Rating: C
Dir: David Wnendt
Star: Alina Levshin, Jella Haase, Sayed Ahmad, Lukas Steltner
a.k.a. Kriegerin
This is centered on two women: Marisa (Levshin), a 20-year old who is deeply entrenched in the German neo-Nazi movement, and idolizes her grandfather, who fought in the war. Then there’s Svenja (Haase), a smart but rebellious teenager, whose boyfriend is much more engaged in politics than she is, but who finds herself drawn in to it, largely because it pisses her strict stepfather off. The two have a spiky, almost sibling-like relationship, but Marisa’s belief system is disturbed when she encounters an Afghan refugee (Ahmed) in the grocery store where she and her mother work. Forced to deal with him on a more human level, she decides to help him get to Sweden. Needless to say, this doesn’t go down too well with the rest of her friends, and she also has to daal with Svenja, who has had enough of her disciplinarian home.

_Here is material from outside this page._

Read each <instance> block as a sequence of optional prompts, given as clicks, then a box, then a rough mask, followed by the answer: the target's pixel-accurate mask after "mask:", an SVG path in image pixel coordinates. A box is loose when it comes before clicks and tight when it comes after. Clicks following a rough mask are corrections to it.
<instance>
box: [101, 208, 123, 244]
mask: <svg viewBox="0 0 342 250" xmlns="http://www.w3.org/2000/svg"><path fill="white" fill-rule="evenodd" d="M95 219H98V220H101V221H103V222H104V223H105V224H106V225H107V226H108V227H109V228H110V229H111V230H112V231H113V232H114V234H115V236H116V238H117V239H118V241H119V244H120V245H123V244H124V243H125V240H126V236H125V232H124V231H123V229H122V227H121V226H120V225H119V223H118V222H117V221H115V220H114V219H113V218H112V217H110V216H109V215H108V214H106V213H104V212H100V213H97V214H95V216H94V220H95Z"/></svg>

It’s initially quite interesting, and Wnendt does a good job making Marisa and Svenja more than stereotypes – though the same can’t be said of the men in the movie, who are all, Nazis or not, remarkably two-dimensional. However, once the shock and impact of some brutal and disturbing early sequences wears off, it largely degenerates into a soap-opera with swastikas, e.g. Marisa bickers with her boyfriend. While I can see where Wendt was going with this, wanting to portray the apparent “normality” of those whose mindset is still radically poisonous, it doesn’t exactly make for very interesting viewing. The ending is something that’s both too obvious and convenient, in a “crime must pay” kind of way. But if the script is weak, this is balanced out by a number of good performances, in particularly Levshin – ironically, part-Ukrainian. There’s a credibility about her and the character she portrays, that will stick with you, when the over-obvious plotting has long been forgotten.